Assassinato in un capannone, dopo 2 anni è ancora mistero. I familiari: "Aiutateci"

“Dopo due anni non sappiamo nulla sulla morte del nostro Giuseppe. Non è possibile che nessuno abbia sentito o visto niente, sappiamo che le indagini sono aperte e siamo speranzosi che portino alla soluzione, ma fino ad ora è un vero e proprio mistero”. Parlano così i familiari di Giuseppe Giordano, il trentenne di origini cerignolane assassinato ad Ascoli Satriano il 7 settembre del 2019.

Giuseppe, quel giorno, prese un caffè con amico e si diresse a casa per partire alla volta di Cerignola, dove avrebbe dovuto visitare un appartamento dopo la separazione con la moglie, dalla quale ha avuto due figlie che ai tempi avevano 3 e 4 anni. Solo che a Cerignola non ci arrivò mai. Il suo corpo fu trovato in zona san Carlo, ad Ascoli Satriano, in un capannone. Il suo killer, di cui probabilmente si fidava, esplose colpi alla nuca mentre la vittima era inginocchiata: sul posto non sono mai stati ritrovati né i bossoli né il cellulare di Giuseppe e la sua auto, un’Alfa 147, fu perfino data alle fiamme.

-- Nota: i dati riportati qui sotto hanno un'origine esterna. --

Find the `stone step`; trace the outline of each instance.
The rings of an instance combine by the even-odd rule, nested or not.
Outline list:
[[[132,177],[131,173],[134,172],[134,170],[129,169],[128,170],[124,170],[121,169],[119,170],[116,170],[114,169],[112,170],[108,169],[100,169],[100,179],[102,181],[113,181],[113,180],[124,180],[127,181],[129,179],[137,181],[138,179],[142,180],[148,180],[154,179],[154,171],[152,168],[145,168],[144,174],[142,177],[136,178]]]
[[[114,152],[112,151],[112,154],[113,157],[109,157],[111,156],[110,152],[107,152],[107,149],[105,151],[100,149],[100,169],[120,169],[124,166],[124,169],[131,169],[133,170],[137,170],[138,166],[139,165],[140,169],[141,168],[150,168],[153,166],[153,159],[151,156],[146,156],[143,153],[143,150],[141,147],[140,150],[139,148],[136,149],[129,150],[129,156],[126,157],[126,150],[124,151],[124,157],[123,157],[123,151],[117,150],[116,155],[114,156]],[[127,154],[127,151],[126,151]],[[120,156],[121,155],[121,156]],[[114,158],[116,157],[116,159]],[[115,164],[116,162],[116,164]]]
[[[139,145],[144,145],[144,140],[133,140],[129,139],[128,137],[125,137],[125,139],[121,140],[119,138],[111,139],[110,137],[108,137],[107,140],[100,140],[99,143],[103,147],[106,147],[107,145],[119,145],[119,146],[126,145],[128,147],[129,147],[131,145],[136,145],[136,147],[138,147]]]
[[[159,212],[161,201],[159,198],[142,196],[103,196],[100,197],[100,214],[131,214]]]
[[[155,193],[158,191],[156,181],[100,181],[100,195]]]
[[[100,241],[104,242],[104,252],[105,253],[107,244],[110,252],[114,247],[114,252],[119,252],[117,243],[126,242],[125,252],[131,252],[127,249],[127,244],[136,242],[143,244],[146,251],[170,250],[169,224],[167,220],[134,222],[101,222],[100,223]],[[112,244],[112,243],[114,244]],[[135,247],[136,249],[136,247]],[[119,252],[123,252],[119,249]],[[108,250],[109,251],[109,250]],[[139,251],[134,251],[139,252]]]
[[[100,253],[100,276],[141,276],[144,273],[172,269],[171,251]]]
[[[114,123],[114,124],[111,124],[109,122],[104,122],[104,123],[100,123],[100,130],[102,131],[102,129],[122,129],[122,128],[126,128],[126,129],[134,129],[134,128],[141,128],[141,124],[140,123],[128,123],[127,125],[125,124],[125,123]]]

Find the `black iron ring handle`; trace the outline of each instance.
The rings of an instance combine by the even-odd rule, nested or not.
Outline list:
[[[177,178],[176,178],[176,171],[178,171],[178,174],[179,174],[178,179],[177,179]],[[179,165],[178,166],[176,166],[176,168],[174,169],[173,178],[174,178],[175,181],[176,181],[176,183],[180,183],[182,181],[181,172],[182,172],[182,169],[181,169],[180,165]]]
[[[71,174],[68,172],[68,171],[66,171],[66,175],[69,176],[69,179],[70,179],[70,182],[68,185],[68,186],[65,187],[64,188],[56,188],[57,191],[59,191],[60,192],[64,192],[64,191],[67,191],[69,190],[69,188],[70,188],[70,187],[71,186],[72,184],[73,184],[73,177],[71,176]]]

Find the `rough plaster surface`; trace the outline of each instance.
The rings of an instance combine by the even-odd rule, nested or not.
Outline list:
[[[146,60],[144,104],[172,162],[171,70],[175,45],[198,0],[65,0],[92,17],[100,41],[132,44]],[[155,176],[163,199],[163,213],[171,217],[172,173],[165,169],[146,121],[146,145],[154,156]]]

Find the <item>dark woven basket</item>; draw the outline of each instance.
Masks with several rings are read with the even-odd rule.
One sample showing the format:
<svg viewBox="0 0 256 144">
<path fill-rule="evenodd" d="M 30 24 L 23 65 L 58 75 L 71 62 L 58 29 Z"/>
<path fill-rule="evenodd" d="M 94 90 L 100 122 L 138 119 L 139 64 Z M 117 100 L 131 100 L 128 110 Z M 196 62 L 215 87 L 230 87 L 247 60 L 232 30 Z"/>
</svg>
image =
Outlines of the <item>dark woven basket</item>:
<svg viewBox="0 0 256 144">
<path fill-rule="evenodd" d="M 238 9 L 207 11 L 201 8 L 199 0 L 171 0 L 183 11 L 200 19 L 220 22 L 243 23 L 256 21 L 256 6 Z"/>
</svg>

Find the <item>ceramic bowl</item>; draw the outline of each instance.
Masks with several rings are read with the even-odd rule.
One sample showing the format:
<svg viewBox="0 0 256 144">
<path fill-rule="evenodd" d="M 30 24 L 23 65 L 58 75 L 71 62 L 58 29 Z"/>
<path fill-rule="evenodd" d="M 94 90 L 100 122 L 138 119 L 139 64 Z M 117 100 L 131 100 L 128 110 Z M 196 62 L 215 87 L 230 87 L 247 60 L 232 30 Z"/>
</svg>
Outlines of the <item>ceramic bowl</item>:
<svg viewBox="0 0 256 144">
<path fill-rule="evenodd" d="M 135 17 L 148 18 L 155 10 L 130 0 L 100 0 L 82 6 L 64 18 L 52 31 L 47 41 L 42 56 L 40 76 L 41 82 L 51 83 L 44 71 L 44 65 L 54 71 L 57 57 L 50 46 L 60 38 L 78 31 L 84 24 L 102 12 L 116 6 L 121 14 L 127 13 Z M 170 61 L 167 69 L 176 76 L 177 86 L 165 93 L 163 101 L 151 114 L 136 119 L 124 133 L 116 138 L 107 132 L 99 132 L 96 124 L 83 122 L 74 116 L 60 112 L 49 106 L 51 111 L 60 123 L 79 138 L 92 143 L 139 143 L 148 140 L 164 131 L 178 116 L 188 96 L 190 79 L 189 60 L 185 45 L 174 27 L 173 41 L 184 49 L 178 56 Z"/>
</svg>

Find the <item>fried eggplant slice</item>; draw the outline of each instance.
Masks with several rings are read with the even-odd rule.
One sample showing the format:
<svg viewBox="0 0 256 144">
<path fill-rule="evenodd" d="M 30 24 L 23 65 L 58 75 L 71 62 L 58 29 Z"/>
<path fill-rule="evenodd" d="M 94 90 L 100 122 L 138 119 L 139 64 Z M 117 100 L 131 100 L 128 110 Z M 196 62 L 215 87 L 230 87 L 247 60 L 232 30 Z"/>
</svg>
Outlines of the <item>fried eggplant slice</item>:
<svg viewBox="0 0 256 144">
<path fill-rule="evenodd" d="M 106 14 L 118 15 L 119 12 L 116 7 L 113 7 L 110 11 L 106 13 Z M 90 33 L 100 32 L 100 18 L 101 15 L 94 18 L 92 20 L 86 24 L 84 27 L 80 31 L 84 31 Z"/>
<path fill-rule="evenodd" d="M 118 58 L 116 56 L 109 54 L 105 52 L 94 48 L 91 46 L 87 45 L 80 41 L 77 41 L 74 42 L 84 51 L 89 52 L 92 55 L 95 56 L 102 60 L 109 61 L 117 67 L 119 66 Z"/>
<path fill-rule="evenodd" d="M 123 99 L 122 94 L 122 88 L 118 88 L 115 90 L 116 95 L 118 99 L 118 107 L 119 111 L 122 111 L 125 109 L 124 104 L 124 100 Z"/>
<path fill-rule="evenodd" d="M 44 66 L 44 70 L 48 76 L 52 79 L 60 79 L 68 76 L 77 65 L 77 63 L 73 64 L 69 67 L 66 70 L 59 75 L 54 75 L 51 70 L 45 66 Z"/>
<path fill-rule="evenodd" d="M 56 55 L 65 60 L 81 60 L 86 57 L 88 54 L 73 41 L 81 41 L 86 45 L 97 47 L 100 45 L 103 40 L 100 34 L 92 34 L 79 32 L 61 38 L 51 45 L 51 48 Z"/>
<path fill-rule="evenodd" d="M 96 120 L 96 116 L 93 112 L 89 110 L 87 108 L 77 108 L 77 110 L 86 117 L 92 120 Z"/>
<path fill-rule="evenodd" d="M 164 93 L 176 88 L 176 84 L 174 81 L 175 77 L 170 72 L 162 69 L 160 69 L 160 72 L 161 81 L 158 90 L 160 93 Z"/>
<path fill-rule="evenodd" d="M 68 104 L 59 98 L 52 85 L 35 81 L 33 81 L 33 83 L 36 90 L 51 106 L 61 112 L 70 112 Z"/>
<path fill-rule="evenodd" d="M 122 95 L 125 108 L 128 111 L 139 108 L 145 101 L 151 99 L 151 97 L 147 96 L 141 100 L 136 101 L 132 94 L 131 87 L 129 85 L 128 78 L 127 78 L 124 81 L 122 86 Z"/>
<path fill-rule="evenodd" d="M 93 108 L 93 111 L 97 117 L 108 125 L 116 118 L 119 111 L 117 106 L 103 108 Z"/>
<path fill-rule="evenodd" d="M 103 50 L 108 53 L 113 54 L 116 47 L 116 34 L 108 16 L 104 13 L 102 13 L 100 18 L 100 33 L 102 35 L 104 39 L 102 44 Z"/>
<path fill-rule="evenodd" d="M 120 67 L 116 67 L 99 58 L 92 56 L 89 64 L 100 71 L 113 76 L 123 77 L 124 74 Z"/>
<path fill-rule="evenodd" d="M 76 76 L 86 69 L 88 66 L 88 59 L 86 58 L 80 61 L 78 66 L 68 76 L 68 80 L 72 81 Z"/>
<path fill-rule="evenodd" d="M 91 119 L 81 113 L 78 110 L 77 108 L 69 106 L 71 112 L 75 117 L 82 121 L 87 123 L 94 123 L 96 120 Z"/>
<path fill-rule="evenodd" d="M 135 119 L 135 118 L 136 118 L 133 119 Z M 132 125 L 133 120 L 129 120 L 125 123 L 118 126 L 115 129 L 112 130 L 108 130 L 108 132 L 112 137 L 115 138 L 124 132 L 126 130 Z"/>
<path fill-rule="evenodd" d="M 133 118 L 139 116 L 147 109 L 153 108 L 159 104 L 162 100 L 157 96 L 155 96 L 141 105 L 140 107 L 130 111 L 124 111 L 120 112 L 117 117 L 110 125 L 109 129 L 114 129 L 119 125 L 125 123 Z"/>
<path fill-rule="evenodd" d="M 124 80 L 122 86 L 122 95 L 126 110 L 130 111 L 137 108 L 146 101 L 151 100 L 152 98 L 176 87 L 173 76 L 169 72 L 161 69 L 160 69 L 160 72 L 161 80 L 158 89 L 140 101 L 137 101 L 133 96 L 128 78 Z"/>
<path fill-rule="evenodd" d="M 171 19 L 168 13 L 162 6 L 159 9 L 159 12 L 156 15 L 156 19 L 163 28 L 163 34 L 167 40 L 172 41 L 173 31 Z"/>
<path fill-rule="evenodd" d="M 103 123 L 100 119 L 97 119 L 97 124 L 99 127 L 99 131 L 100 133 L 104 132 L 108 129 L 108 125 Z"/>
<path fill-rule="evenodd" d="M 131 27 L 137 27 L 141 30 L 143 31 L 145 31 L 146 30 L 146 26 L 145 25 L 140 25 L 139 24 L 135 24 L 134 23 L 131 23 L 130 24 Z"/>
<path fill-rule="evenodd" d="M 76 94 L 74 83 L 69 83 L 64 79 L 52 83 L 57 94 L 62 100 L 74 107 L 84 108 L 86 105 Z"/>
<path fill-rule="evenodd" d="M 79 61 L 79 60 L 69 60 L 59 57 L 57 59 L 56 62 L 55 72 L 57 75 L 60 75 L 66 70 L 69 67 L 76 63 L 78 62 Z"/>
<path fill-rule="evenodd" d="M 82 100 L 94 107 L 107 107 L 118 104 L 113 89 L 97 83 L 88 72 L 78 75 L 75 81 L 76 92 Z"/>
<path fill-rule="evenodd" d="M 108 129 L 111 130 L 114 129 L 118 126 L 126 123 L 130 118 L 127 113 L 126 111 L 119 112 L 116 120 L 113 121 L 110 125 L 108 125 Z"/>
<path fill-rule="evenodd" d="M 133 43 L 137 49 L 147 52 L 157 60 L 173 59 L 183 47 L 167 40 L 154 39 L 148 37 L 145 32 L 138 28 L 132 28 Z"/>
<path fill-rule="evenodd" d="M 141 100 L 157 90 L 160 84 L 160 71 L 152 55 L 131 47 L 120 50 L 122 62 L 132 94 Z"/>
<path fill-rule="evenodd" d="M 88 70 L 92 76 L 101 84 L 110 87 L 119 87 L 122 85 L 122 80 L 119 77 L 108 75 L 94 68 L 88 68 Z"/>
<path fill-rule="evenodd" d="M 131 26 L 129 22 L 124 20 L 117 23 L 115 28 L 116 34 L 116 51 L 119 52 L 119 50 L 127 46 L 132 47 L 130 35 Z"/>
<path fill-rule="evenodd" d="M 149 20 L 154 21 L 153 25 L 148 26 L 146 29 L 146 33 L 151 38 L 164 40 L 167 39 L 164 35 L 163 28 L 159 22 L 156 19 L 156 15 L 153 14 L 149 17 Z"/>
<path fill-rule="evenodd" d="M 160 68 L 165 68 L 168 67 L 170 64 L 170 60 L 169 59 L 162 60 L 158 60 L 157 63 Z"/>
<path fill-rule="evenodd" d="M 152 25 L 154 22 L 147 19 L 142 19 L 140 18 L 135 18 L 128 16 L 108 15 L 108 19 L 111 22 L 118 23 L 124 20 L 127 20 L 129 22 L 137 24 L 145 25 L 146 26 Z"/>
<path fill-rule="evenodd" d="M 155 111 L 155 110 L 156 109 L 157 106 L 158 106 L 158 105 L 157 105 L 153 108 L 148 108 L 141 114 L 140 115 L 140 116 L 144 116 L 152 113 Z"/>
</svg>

I carabinieri, che indagano sul caso, hanno da sempre escluso la pista della criminalità organizzata, dirigendo i controlli e le indagini verso i dissidi pregressi o verso la pista passionale.

“Come abbiamo riferito ai carabinieri, dopo qualche tempo una donna si è presentata a casa nostra facendo dei nomi e riferendo di alcune circostanze, che successivamente ha negato. Il nostro – dicono i familiari a Marchiodoc.it – è un appello disperato affinchè chi sa qualcosa possa riferirla alle forze dell’ordine. Da due anni e due mesi non sappiamo nulla. Giuseppe era un ragazzo scherzoso, alla mano, disponibile: non meritava quella fine”.